/ 16 February 2022

Arms deal appeal ruling due but Zuma may not take no for an answer

Safrica Politics Corruption Zuma
Former president Jacob Zuma. (Michele Spatari / AFP)

The high court in Pietermaritzburg will on Wednesday pronounce on whether Jacob Zuma can appeal its dismissal of his special plea to have Billy Downer removed as prosecutor and be acquitted on the arms deal corruption charges. 

It almost goes without saying Judge Piet Koen’s ruling will be a verdict on the success, at least in legal terms, of another instalment at what the state has termed Zuma’s Stalingrad strategy to stall a trial that has been in the making since 2004.

Should Koen deny Zuma leave to appeal, the former president could petition the supreme court of appeal (SCA) directly and there will then be another delay.

Zuma’s lawyers argued two weeks ago that their client would be severely prejudiced by the application of a procedural rule, raised by the state, that an appeal could only follow if he were convicted and sentenced by the trial court.

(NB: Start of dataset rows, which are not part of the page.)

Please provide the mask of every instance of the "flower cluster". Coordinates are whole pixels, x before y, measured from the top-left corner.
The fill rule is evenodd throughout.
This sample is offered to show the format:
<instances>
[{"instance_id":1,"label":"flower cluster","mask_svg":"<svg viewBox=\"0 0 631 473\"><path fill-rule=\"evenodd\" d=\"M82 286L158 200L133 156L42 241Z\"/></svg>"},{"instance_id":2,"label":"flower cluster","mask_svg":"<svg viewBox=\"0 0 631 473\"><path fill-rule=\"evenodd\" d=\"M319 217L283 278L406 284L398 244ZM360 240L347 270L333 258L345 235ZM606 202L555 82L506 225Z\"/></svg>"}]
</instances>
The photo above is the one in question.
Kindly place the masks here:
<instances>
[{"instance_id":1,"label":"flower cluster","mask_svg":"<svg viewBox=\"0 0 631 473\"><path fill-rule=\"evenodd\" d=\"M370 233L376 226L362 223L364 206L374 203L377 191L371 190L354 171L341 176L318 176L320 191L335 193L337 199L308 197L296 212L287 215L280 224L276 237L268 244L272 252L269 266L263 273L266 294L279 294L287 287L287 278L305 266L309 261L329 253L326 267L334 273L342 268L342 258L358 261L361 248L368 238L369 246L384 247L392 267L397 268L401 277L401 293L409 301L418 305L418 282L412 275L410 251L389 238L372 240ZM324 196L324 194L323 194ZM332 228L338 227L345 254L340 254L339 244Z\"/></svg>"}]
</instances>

It was, advocate Dali Mpofu pleaded, a constitutional breach that added to the defence’s reservations about fair trial rights, and here he might have been hinting that the matter was not only likely to reach the SCA in Bloemfontein but ultimately the Constitutional Court in Braamfontein.

Mpofu said the case law allowed a wide enough interpretation of the term “convicted” for this to extend to Koen’s dismissal of Zuma’s special plea for acquittal, filed in terms of section 106 (4) of the Criminal Procedure Act. This would then get around the procedural rule and allow an appeal, he submitted.

The National Prosecuting Authority (NPA) has argued that Zuma’s reservations about fairness could be raised in the actual trial where he faces two charges of corruption, 12 of fraud and one each of money-laundering and racketeering. 

But Mpofu said there was legal precedent for sparing an accused the strain, expense and restrictions of a criminal trial “by allowing an appeal to be pursued out of the ordinary sequence so as to obviate a trial or to substantially shorten it”. 

He had also accused the court of prejudicing Zuma’s hopes of success on the special plea by not allowing oral argument on the alleged prosecutorial misconduct — and wider political wrangling at the NPA about Zuma’s indictment — that motivated the plea that Downer lacked the title to prosecute because he was not sufficiently impartial. 

It was, again, a violation of Zuma’s right to a fair trial, he hammered.

Mpofu also argued that the SCA had erred in how it interpreted “title to prosecute” in Porritt and Another v National Prosecuting Authority, the relevant case law in this instance. Koen had reminded Zuma’s lawyers at the outset that, as a later court, he was bound by the SCA ruling.

Koen has to weigh whether there is anything in Zuma’s argument that could lead another court to arrive at a different conclusion on the question of oral evidence or a compelling reason why an appellate court may deviate from the principle laid down in Porritt in this particular instance.